Scientific Computing Department, Science and Technology Facilities Council, Didcot OX11 0FA, UK.
Faraday Discuss. 2022 Nov 8;240(0):196-209. doi: 10.1039/d2fd00103a.
Cryogenic electron microscopy (cryo-EM) has recently been established as a powerful technique for solving macromolecular structures. Although the best resolutions achievable are improving, a significant majority of data are still resolved at resolutions worse than 3 Å, where it is non-trivial to build or fit atomic models. The map reconstructions and atomic models derived from the maps are also prone to errors accumulated through the different stages of data processing. Here, we highlight the need to evaluate both model geometry and fit to data at different resolutions. Assessment of cryo-EM structures from SARS-CoV-2 highlights a bias towards optimising the model geometry to agree with the most common conformations, compared to the agreement with data. We present the CoVal web service which provides multiple validation metrics to reflect the quality of atomic models derived from cryo-EM data of structures from SARS-CoV-2. We demonstrate that further refinement can lead to improvement of the agreement with data without the loss of geometric quality. We also discuss the recent CCP-EM developments aimed at addressing some of the current shortcomings.

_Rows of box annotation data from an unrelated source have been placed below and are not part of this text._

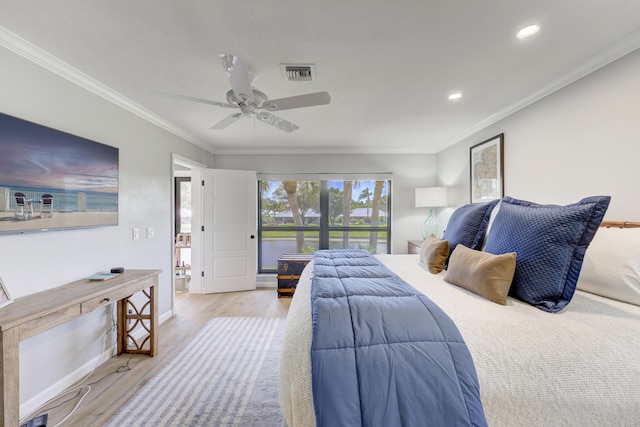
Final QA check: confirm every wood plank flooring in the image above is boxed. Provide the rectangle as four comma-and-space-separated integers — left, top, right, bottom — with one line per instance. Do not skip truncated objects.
24, 288, 291, 427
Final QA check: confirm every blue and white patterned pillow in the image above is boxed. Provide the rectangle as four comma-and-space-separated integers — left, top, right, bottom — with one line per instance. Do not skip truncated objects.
442, 199, 500, 255
484, 196, 611, 312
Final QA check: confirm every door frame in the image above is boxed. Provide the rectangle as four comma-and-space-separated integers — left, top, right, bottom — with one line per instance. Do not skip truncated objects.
169, 153, 206, 315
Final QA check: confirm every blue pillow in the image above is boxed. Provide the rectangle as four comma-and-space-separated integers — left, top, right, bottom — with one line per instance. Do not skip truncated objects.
442, 199, 500, 255
484, 196, 611, 312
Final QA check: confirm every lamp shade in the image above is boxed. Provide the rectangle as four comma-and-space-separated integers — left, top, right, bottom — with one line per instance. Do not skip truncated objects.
416, 187, 447, 208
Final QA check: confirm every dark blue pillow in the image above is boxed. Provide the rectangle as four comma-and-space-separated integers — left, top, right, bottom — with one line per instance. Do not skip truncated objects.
442, 200, 500, 255
484, 196, 611, 312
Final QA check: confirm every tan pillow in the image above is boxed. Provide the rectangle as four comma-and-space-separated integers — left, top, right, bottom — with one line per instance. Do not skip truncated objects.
444, 244, 516, 305
420, 234, 449, 274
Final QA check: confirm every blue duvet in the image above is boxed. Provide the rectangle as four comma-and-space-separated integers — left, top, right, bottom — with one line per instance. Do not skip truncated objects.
311, 250, 487, 427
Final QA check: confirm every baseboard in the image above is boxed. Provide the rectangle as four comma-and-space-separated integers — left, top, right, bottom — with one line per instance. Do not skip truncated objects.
20, 346, 115, 418
20, 310, 173, 418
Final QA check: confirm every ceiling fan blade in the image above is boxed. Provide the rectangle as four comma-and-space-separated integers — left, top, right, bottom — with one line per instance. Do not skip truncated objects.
256, 111, 300, 132
220, 53, 253, 102
154, 91, 238, 108
261, 92, 331, 111
209, 113, 244, 129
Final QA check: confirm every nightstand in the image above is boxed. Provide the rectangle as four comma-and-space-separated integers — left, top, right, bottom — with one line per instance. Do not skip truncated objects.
407, 240, 423, 254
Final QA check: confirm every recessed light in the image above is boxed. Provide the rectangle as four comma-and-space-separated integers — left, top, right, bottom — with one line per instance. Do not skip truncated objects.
516, 24, 540, 39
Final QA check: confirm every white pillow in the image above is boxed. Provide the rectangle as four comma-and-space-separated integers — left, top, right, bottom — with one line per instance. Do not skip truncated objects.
577, 228, 640, 305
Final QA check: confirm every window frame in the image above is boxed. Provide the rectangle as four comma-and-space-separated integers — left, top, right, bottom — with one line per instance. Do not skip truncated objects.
257, 175, 392, 273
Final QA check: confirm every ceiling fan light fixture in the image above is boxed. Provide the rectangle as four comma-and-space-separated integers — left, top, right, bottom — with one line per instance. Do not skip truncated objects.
516, 24, 540, 39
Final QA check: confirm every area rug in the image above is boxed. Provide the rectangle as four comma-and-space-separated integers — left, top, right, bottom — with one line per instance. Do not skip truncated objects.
105, 317, 286, 427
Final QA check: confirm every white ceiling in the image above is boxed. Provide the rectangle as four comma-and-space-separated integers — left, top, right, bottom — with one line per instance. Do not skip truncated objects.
0, 0, 640, 153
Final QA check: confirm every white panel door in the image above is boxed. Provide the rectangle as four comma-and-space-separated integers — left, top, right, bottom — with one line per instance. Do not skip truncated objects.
203, 169, 258, 293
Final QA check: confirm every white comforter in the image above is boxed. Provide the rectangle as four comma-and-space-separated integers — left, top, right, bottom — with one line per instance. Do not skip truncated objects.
279, 255, 640, 427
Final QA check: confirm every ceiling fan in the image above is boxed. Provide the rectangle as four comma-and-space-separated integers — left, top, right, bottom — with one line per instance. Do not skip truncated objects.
162, 53, 331, 132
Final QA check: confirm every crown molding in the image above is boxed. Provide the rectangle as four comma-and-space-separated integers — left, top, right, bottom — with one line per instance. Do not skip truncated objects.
435, 31, 640, 153
0, 26, 213, 153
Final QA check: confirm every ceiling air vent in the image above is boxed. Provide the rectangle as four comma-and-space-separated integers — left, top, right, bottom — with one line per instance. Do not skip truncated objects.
280, 64, 316, 82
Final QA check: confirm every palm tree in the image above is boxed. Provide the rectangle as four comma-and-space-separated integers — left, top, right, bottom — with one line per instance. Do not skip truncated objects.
342, 181, 357, 249
358, 187, 371, 216
282, 181, 304, 253
367, 181, 385, 254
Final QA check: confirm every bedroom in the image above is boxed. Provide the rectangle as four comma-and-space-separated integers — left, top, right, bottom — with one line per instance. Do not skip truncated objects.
0, 1, 640, 426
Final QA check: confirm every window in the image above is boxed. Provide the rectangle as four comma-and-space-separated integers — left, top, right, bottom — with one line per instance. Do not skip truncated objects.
258, 179, 391, 273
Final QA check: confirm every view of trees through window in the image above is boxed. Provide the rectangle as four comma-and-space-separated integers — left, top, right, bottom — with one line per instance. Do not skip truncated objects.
258, 180, 391, 272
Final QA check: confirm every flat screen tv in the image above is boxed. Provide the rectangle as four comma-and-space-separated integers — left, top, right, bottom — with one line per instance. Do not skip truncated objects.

低温电子显微镜(cryo-EM)最近已被确立为解决大分子结构的强大技术。尽管可达到的最佳分辨率在不断提高,但仍有很大一部分数据的分辨率低于 3 Å,在这种分辨率下,构建或拟合原子模型并非易事。从映射中得出的映射重建和原子模型也容易受到通过数据处理的不同阶段积累的错误的影响。在这里,我们强调需要在不同的分辨率下评估模型几何形状和拟合数据。来自 SARS-CoV-2 的 cryo-EM 结构的评估突出了一种偏向于优化模型几何形状以与最常见构象一致的趋势,而不是与数据一致。我们展示了 CoVal 网络服务,该服务提供了多种验证指标,以反映来自 SARS-CoV-2 结构的 cryo-EM 数据导出的原子模型的质量。我们证明,进一步细化可以提高与数据的一致性,而不会损失几何质量。我们还讨论了最近的 CCP-EM 开发,旨在解决当前的一些缺点。